I honestly can’t see this as a viable solution. Despite appalling government performance in in regulating environmental toxins, repealing all government regulation would allow corporations to fill our air, waterways and food chain with even more toxic chemicals than they do now.  I tend to draw a different conclusion: that monopoly capitalism can’t be reformed via regulation and needs to be dismantled altogether.

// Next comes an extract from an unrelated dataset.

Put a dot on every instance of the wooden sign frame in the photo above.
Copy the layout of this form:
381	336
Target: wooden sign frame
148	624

Examples of federal regulations that harm consumers to serve corporate interests are

  • The FDA ban on raw milk (which contains numerous beneficial gut bacteria that are destroyed by pasteurization).*
  • The FDA ban on farmers butchering or curing their own meat.
  • The CDC campaign to make vaccinations compulsory.
  • The federal ban on cannabis, despite its approval in more than half the states for medical and/or recreational reasons (which significantly benefits the alcohol, cigarette, and pharmaceutical industries).
  • The 2008 federal bail out of the big banks that caused the global economic crash, enabling them to foreclose and take possession of millions of American homes.

*According to the filmmakers, the milk industries operates on a very thin profit margin, and the strong public demand for raw milk potentially threatens their bottom line.